Une pression qui semble porter ses fruits. Jusqu'ici, en dépit de quelques arrestations de suspects, les autorités ougandaises ne s'étaient pas réellement attaquées aux réseaux.

Depuis peu, des responsables de l'immigration, de la police ou de la présidence se rencontrent à ce sujet et un groupe de députés demande à aller enquêter en Malaisie.

Mais ils font face à des réseaux de trafiquants très bien organisés, estime Asan Kasingye, directeur du bureau d'Interpol à Kampala.

«Au lieu de prendre dix filles, ils vont en prendre une par semaine, et si à l'aéroport l'une d'elle va en Malaisie, elle aura des documents disant qu'elle part pour des études», explique M. Kasingye.

L'Ouganda n'est qu'un pays parmi d'autres en Afrique sub-saharienne touchés par ce trafic d'êtres humains.

Stella, elle, a finalement pu rentrer chez elle, mais elle restera marquée à vie. Après avoir tenté de trouver un moyen de fuir la Chine, ses ravisseurs l'ont mise dans un avion pour la Malaisie, où elle devait être récupérée.
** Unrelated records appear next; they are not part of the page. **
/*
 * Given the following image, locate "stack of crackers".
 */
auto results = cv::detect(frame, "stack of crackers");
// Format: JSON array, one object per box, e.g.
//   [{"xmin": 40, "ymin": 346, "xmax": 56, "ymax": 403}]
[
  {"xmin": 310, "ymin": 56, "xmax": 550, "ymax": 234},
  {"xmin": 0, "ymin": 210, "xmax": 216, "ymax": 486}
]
Mais à l'aéroport de Kuala Lumpur, elle a été arrêtée par les responsables de l'immigration. Durant ses plusieurs mois de détention, elle a fait une fausse couche. Et a apprit qu'elle était séropositive.

«Je veux retrouver ces gens et les faire mettre en prison pour le reste de leur vie, parce qu'à cause d'eux, je suis malade. Mais je dois aussi prendre soin de mon fils et de ma mère», dit-elle.